Five biological drugs are currently marketed for treatment of uncontrolled severe asthma. They all block type 2 inflammatory pathways by targeting IgE (omalizumab), the IL-5 pathway (mepolizumab, reslizumab, benralizumab), or the IL-4/IL-13 pathway (dupilumab). Hypereosinophilia has been observed in 4%-25% of patients treated with dupilumab and is transient in most cases, although there have been reports of persistent cases of symptomatic hypereosinophilia consistent with eosinophilic granulomatosis with polyangiitis (EGPA), eosinophilic pneumonia, eosinophilic vasculitis, and sudden worsening of asthma symptoms. Cases of EGPA have been reported with all biologics, including anti-IL-5 agents, and with leukotriene receptor antagonists in publications or in the EudraVigilance database. In many cases, EGPA appears during tapering of systemic corticosteroids or after switching from an anti-IL-5 biologic to dupilumab, suggesting that systemic corticosteroids or the anti-IL-5 agent were masking vasculitis. This review investigates plausible mechanisms of dupilumab-induced hypereosinophilia and review cases of symptomatic hypereosinophilia associated with dupilumab. Blockade of the IL-4/IL-13 pathway reduces eosinophil migration and accumulation of blood by inhibiting eotaxin-3, VCAM-1, and TARC without simultaneously inhibiting eosinophilopoiesis in bone marrow. When choosing the optimal biologic, it seems necessary to consider the presence of hypereosinophilia (>1500/μL), in which case an anti-IL-5/IL-5R agent is preferable. Furthermore, when switching from an anti-IL-5/5R to an anti-IL-4/13R agent, blood eosinophils and clinical progress should be closely monitored. Nevertheless, dual therapy with anti-IL-5/5R and anti-IL4/IL-13R agents may be needed for optimal control, since both the IL-5 and the IL-4/IL-13 pathways can simultaneously contribute to airway inflammation. This approach can prevent the development of EGPA and other types of symptomatic hypereosinophilia while maintaining control of nasal polyposis.
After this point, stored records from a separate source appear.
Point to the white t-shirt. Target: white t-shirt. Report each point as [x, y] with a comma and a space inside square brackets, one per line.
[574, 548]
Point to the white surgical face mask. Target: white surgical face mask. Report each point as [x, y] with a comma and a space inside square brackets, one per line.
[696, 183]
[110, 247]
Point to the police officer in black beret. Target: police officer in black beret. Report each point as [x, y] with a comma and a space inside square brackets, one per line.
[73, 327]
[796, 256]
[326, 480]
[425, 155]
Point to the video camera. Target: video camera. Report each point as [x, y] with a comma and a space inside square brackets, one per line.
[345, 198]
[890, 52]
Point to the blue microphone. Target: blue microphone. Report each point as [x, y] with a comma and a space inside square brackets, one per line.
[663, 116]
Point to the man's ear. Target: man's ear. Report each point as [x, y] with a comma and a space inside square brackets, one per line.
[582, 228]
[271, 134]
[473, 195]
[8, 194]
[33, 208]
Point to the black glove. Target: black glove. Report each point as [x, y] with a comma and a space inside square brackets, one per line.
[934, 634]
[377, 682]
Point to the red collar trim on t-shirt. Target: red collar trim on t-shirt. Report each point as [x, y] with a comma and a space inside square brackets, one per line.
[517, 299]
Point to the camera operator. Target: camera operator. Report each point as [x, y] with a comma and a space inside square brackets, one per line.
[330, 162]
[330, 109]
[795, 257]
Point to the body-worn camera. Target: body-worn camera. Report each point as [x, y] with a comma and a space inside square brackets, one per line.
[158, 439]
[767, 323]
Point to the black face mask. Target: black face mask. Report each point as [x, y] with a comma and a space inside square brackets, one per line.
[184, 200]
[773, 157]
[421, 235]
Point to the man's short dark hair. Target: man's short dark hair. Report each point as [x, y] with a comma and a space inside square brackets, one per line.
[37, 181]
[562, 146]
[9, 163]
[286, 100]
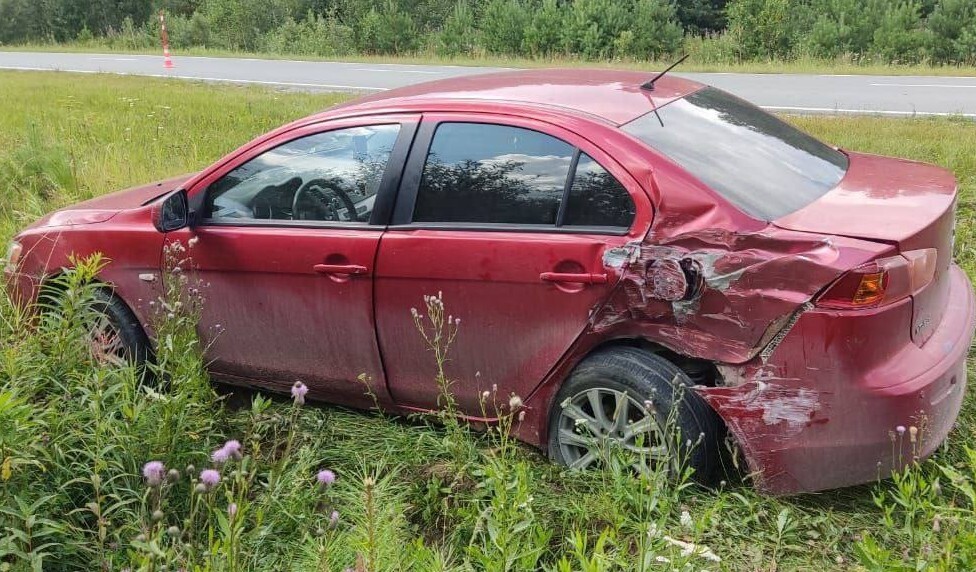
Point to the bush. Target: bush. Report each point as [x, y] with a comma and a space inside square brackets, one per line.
[899, 37]
[592, 27]
[711, 49]
[655, 31]
[389, 30]
[544, 34]
[503, 25]
[843, 27]
[952, 32]
[761, 29]
[240, 24]
[313, 36]
[458, 35]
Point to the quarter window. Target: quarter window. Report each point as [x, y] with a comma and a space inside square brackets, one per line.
[327, 177]
[493, 174]
[596, 198]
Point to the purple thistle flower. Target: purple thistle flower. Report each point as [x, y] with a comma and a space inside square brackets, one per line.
[325, 477]
[233, 447]
[154, 472]
[220, 456]
[209, 478]
[298, 392]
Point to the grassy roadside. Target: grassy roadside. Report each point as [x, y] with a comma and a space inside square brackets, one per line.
[841, 66]
[411, 496]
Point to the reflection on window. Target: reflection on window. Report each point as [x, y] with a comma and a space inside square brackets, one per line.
[329, 177]
[482, 173]
[757, 162]
[596, 198]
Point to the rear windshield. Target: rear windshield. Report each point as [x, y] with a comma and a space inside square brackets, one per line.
[759, 163]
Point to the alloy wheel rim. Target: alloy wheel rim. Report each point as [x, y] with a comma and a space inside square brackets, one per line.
[105, 342]
[595, 421]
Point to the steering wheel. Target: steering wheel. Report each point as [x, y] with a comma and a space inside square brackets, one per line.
[315, 186]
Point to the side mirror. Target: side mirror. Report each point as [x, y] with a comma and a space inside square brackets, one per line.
[173, 213]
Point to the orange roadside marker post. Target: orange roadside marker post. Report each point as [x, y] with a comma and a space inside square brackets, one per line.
[167, 62]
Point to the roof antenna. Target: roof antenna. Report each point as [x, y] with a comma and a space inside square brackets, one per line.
[649, 86]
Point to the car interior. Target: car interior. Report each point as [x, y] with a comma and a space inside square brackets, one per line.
[327, 177]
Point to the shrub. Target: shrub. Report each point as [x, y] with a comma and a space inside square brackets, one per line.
[240, 24]
[899, 36]
[544, 33]
[312, 36]
[952, 32]
[655, 31]
[842, 27]
[389, 30]
[592, 27]
[761, 28]
[711, 49]
[458, 35]
[503, 25]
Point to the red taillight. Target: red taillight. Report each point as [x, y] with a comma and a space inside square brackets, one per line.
[882, 281]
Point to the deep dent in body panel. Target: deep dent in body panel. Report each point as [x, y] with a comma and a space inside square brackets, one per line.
[730, 298]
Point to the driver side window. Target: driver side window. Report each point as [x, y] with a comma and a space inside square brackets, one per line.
[326, 177]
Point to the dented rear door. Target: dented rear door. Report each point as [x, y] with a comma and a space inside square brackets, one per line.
[479, 224]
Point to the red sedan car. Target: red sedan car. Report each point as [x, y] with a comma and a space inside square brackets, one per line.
[621, 252]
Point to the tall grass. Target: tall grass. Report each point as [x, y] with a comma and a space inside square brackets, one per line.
[418, 494]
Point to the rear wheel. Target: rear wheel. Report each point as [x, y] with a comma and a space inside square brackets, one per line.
[639, 404]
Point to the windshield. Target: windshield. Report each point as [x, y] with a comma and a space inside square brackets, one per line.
[757, 162]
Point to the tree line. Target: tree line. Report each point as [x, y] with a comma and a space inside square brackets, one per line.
[717, 31]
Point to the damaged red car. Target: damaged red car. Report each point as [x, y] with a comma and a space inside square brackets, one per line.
[632, 258]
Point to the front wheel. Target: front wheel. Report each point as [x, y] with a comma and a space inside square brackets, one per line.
[640, 404]
[115, 335]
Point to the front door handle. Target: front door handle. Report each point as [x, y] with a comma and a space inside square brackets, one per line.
[350, 269]
[575, 278]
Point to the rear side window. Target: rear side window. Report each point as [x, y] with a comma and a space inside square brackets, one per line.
[482, 173]
[762, 165]
[596, 198]
[495, 174]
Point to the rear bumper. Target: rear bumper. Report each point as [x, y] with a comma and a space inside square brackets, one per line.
[824, 412]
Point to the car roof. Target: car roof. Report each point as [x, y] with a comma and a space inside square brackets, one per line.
[611, 95]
In the near future, it will be possible to use a new generation of biological therapies for the treatment of severe asthma. These act at a higher level of the inflammatory cascade, as is the case of the antialarmins tezepelumab and itepekimab.
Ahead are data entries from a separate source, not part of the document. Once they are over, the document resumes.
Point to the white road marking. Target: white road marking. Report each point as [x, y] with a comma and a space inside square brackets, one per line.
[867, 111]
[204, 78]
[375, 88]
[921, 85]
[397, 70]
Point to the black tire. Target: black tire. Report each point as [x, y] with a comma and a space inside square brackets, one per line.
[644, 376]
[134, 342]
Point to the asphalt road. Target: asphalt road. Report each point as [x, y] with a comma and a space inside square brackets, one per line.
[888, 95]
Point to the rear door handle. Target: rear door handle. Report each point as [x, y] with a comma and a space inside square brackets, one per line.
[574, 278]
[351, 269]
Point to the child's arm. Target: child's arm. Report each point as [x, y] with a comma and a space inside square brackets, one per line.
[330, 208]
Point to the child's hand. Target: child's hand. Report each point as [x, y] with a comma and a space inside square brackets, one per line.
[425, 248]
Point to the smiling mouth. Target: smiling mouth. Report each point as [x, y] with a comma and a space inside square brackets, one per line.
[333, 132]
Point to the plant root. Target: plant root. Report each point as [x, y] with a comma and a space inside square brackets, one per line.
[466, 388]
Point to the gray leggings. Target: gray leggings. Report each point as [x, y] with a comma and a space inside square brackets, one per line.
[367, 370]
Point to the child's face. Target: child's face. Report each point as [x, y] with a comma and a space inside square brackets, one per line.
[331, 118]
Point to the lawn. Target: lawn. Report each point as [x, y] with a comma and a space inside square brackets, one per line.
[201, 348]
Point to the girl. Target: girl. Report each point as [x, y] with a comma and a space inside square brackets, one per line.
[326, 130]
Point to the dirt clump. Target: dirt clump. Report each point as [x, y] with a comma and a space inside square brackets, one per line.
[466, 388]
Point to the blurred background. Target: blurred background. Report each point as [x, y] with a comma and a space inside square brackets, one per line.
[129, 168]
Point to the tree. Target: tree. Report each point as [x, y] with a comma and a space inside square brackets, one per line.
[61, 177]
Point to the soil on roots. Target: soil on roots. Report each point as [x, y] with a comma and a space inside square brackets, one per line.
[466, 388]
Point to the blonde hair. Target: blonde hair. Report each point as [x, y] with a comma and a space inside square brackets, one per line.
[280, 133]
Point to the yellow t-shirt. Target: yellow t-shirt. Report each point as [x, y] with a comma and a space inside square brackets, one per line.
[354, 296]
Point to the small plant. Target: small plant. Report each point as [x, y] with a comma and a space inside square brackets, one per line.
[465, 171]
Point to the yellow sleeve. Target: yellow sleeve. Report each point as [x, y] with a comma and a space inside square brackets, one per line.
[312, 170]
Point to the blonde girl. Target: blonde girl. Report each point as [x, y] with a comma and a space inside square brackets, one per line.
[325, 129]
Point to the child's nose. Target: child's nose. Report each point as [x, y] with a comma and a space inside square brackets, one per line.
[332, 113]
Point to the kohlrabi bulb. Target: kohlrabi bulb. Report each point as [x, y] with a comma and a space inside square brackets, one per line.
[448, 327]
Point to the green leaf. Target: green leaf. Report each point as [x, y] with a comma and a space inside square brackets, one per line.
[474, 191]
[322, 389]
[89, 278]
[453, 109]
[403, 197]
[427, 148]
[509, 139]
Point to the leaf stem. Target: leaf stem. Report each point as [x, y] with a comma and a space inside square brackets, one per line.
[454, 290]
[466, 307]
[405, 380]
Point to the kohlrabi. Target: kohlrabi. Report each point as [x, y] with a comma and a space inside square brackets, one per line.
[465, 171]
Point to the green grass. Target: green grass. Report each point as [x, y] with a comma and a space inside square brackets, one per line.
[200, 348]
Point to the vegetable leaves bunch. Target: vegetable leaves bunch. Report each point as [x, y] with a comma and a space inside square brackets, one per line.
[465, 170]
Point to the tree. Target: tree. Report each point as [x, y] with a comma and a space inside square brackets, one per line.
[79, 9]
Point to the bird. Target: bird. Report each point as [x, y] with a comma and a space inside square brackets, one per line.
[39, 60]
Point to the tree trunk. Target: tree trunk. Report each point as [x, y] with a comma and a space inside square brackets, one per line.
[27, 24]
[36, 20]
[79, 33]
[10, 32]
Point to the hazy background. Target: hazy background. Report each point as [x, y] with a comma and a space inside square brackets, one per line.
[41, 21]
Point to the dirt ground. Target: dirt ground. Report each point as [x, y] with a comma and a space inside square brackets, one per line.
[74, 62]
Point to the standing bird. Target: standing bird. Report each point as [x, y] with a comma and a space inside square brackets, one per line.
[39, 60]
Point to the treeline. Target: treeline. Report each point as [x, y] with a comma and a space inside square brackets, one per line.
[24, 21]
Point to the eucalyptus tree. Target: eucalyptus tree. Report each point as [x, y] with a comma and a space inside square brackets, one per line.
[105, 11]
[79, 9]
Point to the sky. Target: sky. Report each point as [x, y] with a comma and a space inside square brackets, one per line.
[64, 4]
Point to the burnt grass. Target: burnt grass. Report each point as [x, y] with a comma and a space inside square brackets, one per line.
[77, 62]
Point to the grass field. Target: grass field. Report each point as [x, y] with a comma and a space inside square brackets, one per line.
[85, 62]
目前有五种生物药物被批准用于治疗无法控制的严重哮喘。它们通过针对 IgE(奥马珠单抗)、IL-5 通路(美泊利珠单抗、瑞利珠单抗、贝那利珠单抗)或 IL-4/IL-13 通路(度普利尤单抗)来阻断 2 型炎症途径。在接受度普利尤单抗治疗的患者中,有 4%-25%观察到嗜酸性粒细胞增多症,在大多数情况下是短暂的,尽管有持续性症状性嗜酸性粒细胞增多症的报道,符合嗜酸性肉芽肿性多血管炎(EGPA)、嗜酸性肺炎、嗜酸性血管炎和哮喘症状突然恶化。在出版物或 EudraVigilance 数据库中,有报道称所有生物制剂(包括抗 IL-5 药物)和白三烯受体拮抗剂均可引起 EGPA。在许多情况下,EGPA 出现在全身皮质类固醇减量期间或从抗 IL-5 生物制剂转换为度普利尤单抗后,表明全身皮质类固醇或抗 IL-5 药物掩盖了血管炎。本综述探讨了度普利尤单抗引起的嗜酸性粒细胞增多症的可能机制,并综述了与度普利尤单抗相关的症状性嗜酸性粒细胞增多症病例。阻断 IL-4/IL-13 通路可通过抑制嗜酸性粒细胞趋化因子-3、VCAM-1 和 TARC,减少嗜酸性粒细胞在血液中的迁移和聚集,而不会同时抑制骨髓中的嗜酸性粒细胞生成。在选择最佳生物制剂时,似乎需要考虑是否存在嗜酸性粒细胞增多症(>1500/μL),在这种情况下,抗 IL-5/IL-5R 药物是首选。此外,当从抗 IL-5/5R 转换为抗 IL-4/13R 药物时,应密切监测血液嗜酸性粒细胞和临床进展。然而,为了实现最佳控制,可能需要双重抗 IL-5/5R 和抗 IL4/IL-13R 药物治疗,因为 IL-5 和 IL-4/IL-13 通路都可以同时促进气道炎症。这种方法可以预防 EGPA 和其他类型的症状性嗜酸性粒细胞增多症的发生,同时保持对鼻息肉的控制。在不久的将来,将有可能使用新一代生物疗法治疗严重哮喘。这些药物在炎症级联的更高水平起作用,如抗警报素 tezepelumab 和 itepekimab。